HBCs were treated with media alone (Ctrl) or with combination LPS and ATP (LPS+ATP) either alone or with inhibitors to caspase-1 (WEHD or Vx-765) or P2X7 (KN-62). (A) After 40 min HBC protein was analyzed by Western blot (n=4–5) for expression of NLRP3; pro- and active-GSDMD; pro- and active-caspase-1; and pro- and active-IL-1β. Blots are from a representative experiment. Charts show protein expression levels as determined by densitometry after normalization to HSP90. (B) After 40 min HBC supernatants were analyzed by ELISA for IL-1β secretion (n=5). Data are either presented as Mean ± SEM for bar charts or are presented as medians and percentiles; the lines inside the box indicate the median, the ends of the box describe the lower and upper quartiles, and the whiskers define the smallest and largest values. *p<0.05 relative to LPS+ATP.

Figure 4.. The NLRP3 inflammasome mediates pyroptotic IL-1β secretion by HBCs treated with LPS and ATP.
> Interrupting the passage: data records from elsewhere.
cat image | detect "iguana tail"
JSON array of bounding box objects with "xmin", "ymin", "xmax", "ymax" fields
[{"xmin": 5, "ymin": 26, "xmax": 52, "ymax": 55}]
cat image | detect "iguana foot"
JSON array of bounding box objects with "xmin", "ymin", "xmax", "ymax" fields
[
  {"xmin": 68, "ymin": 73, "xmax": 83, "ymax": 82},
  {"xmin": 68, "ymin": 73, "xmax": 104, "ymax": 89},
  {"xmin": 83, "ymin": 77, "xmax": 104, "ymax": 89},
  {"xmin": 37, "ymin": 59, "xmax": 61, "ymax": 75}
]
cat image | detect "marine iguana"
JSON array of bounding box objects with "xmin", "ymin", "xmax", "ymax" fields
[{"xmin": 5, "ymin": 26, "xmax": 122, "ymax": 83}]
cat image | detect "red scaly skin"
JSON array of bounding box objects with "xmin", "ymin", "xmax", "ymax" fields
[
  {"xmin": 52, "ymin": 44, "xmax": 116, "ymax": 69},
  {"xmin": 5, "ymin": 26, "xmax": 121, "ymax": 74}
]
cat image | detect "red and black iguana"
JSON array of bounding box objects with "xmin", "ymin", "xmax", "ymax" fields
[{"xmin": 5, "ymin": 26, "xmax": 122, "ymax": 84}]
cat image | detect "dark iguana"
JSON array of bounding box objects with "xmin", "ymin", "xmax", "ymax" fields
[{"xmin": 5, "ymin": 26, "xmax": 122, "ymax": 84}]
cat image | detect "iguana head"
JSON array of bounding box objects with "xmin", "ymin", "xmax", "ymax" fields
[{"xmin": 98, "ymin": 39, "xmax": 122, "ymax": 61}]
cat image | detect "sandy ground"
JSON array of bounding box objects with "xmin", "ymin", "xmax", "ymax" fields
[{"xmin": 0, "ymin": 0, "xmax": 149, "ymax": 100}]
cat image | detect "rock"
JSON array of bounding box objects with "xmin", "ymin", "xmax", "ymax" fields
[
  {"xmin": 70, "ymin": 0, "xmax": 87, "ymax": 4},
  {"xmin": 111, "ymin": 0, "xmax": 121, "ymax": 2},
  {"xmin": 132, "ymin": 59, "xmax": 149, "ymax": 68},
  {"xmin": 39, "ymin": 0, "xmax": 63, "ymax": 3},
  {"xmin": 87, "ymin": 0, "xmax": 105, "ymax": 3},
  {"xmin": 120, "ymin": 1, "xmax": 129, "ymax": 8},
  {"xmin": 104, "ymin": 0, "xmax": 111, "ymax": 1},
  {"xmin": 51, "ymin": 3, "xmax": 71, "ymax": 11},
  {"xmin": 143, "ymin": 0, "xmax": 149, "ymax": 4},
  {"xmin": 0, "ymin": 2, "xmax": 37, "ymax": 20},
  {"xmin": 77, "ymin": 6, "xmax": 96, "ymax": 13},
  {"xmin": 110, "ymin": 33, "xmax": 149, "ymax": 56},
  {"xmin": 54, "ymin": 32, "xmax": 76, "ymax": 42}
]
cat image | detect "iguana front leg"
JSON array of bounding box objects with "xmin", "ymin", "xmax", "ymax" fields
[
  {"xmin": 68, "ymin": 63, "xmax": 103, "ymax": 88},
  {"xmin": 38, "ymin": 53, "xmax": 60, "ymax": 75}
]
HBCs were treated with media alone (Ctrl), with LPS alone or with combination LPS and ATP (LPS+ATP) either alone or scrambled or NLRP3 siRNA. (A) After 40 min HBC protein was analyzed by Western blot for expression of NLRP3; pro- and active-GSDMD; pro- and active-caspase-1; and pro- and active-IL-1β. Blots are from a representative experiment. Charts show protein expression levels as determined by densitometry after normalization to HSP90 (n=5). (B) After 40 min HBC supernatants were analyzed by ELISA for IL-1β secretion (n=5). Data are either presented as Mean ± SEM for bar charts or are presented as medians and percentiles; the lines inside the box indicate the median, the ends of the box describe the lower and upper quartiles, and the whiskers define the smallest and largest values. *p<0.05 relative to scrambled siRNA control unless otherwise specified.